Wann and Swapp offer a new steering model that makes such arguments irrelevant. Provided drivers look at their destination, they say, retinal images alone are enough to steer -- the information does not need to be processed into 'heading'. This particular by-pass is quick, easy and available to all. Taking a bend becomes a simple matter of picking the right spot to watch.

Science fiction fans have the best chance of understanding why. Stars streak out when spacecraft are shown accelerating to light speed. When the Millennium Falcon turns sharp left the stars appear to flow to the right. These stellar lines can represent how images 'flow' across the retina: look dead ahead while moving forwards and flow lines are straight, glance to the side and they tilt.
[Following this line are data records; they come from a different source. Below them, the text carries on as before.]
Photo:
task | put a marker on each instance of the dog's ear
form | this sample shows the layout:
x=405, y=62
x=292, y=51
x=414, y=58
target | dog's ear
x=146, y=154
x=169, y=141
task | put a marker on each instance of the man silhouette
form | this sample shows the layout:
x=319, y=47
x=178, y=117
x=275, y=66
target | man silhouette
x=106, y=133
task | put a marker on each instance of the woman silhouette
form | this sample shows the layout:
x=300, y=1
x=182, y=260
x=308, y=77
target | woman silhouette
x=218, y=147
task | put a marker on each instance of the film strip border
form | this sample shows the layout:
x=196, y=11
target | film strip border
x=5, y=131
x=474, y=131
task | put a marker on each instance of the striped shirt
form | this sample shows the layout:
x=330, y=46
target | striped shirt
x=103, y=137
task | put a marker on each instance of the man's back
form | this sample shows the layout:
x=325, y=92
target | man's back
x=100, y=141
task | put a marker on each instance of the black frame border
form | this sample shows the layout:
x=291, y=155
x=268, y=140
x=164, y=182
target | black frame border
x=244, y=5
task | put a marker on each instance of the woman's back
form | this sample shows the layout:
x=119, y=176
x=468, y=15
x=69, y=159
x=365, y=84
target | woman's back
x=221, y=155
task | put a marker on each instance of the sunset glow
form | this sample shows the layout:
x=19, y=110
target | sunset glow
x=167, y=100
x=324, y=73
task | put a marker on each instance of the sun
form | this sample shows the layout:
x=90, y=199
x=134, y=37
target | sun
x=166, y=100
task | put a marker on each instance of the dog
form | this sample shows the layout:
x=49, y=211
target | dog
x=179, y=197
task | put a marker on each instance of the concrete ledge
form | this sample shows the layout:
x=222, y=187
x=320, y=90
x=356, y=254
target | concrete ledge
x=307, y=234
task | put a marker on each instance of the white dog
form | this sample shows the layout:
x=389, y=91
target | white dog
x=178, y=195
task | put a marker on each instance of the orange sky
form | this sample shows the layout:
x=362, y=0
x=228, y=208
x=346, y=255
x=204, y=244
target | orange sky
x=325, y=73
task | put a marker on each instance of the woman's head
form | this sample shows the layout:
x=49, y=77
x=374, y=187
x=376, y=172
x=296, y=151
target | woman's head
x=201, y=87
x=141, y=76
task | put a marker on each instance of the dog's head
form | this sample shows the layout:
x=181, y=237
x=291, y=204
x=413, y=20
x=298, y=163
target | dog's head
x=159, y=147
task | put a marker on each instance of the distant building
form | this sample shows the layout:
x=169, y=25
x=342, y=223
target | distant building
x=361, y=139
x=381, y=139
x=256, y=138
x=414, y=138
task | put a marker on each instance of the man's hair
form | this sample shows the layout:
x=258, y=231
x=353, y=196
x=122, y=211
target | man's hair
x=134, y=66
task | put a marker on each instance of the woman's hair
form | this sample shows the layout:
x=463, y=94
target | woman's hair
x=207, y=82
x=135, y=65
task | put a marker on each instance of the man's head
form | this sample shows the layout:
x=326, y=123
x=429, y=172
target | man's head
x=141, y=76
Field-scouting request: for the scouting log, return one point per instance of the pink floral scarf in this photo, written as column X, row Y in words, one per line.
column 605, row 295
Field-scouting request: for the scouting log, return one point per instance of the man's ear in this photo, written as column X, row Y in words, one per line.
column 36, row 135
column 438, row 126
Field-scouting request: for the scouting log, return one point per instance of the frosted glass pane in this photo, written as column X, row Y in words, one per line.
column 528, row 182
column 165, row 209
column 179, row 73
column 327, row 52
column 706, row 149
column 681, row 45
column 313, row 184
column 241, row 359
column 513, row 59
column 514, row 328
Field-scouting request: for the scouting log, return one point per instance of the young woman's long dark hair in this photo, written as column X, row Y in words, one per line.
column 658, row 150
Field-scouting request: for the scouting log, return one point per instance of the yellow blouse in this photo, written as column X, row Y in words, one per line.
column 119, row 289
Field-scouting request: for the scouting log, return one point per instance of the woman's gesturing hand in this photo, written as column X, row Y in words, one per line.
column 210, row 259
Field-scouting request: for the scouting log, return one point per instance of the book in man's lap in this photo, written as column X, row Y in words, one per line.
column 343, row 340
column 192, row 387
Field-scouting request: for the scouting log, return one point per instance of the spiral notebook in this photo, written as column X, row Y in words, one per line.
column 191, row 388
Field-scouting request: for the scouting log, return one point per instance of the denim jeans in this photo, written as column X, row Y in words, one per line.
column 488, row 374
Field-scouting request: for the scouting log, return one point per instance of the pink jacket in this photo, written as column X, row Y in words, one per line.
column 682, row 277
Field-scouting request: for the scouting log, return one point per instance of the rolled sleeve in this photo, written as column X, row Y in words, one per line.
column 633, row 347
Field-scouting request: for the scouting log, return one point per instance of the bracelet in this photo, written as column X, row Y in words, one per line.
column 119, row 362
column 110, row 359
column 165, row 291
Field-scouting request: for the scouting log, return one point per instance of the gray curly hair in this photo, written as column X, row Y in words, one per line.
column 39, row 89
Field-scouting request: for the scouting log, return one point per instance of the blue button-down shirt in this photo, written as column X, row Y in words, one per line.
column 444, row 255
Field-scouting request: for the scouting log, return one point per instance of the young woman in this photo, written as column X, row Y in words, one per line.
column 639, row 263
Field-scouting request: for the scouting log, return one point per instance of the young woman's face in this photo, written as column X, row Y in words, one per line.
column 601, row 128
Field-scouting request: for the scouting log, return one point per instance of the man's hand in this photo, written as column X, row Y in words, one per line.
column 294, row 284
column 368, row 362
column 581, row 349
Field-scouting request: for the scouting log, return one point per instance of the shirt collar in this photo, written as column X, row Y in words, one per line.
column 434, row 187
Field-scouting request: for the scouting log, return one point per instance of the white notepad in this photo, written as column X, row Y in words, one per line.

If drivers focus at a point on a curve, then it appears at the centre of this display. Flow lines then show if the car will pass through that point. Steer too sharply on a left-hand bend, for example, and flow lines turn to the right. This instant feedback allows the brain to judge future paths without knowing 'heading' the researchers say.

Frank Bremmer, a neurobiologist who studies motion perception at Ruhr University in Bochum, Germany says that the new theory combines several previously held views. Unpublished work from his laboratory agrees with this model, he says, though he is not convinced it is accurate for all situations. "You cannot rule out that heading information is used. It is available and the brain makes use of all available information," he says.


  1. Wann, J. P. & Swapp, D. K. Why you should look where you are going. Nature Neuroscience 3, 647-649 (2000).